Lynching remark puts spotlight on Mississippi Senate race.
JACKSON, Miss. – A video of a white U.S. senator from Mississippi making a flip reference to a “public hanging” is incensing voters in a special election runoff, drawing attention to the state’s history of lynching and boosting Democrats’ hope of pulling off a stunner in the Deep South.
Republican Cindy Hyde-Smith is facing former congressman and former U.S. agriculture secretary Mike Espy, a black Democrat, in a runoff Nov. 27. She was captured on video praising a supporter by declaring, “If he invited me to a public hanging, I’d be on the front row.”

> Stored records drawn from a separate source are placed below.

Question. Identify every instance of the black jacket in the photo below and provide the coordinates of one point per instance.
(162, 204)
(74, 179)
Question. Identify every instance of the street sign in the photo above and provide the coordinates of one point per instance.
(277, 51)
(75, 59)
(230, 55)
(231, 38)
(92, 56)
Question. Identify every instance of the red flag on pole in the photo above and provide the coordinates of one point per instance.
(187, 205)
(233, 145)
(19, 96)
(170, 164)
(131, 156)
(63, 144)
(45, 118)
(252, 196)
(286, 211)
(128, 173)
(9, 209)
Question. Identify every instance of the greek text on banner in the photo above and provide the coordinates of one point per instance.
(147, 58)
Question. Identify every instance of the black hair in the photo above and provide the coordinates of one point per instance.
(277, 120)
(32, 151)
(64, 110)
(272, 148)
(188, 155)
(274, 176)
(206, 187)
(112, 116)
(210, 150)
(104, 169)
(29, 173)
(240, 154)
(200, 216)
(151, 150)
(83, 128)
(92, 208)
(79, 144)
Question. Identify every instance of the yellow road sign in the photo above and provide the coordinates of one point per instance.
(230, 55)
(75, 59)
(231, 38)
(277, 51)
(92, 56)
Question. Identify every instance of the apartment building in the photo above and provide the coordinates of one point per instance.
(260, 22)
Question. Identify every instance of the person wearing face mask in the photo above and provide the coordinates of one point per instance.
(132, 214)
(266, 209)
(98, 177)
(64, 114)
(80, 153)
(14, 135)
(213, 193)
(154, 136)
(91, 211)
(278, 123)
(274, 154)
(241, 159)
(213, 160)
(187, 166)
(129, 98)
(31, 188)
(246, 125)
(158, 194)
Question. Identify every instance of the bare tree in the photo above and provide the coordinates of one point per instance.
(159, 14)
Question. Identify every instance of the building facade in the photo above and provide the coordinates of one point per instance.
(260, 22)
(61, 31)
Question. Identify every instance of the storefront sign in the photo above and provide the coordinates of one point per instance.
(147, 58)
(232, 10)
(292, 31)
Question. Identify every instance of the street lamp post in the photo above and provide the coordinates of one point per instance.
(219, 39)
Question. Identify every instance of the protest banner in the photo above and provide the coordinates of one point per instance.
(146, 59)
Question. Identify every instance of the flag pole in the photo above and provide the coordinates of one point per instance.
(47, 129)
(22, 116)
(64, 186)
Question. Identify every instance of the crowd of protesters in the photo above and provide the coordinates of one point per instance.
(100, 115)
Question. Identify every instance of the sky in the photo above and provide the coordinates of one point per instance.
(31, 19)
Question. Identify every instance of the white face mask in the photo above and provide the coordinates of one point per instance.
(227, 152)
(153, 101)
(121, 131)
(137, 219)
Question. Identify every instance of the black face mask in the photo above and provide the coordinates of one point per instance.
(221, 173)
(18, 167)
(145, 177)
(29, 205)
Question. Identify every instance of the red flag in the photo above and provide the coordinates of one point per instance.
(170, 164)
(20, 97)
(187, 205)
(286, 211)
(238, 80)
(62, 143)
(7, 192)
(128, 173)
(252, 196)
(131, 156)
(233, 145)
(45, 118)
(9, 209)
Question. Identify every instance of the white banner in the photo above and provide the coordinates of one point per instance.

After the video was made public Sunday, Hyde-Smith said her remark Nov. 2 at a campaign event in Tupelo was “an exaggerated expression of regard” for a friend who invited her to speak. “Any attempt to turn this into a negative connotation is ridiculous,” she said.
Espy on Monday called the remark “disappointing and harmful.”
“It reinforces stereotypes that we’ve been trying to get away from for decades, stereotypes that continue to harm our economy and cost us jobs,” he told MSNBC’s Chris Matthews.
Hyde-Smith was appointed to fill the seat vacated by longtime Republican Sen. Thad Cochran when he retired in April. Hyde-Smith and Espy each received about 41 percent of the vote in a four-person race to advance to the runoff. Another Republican won 16 percent.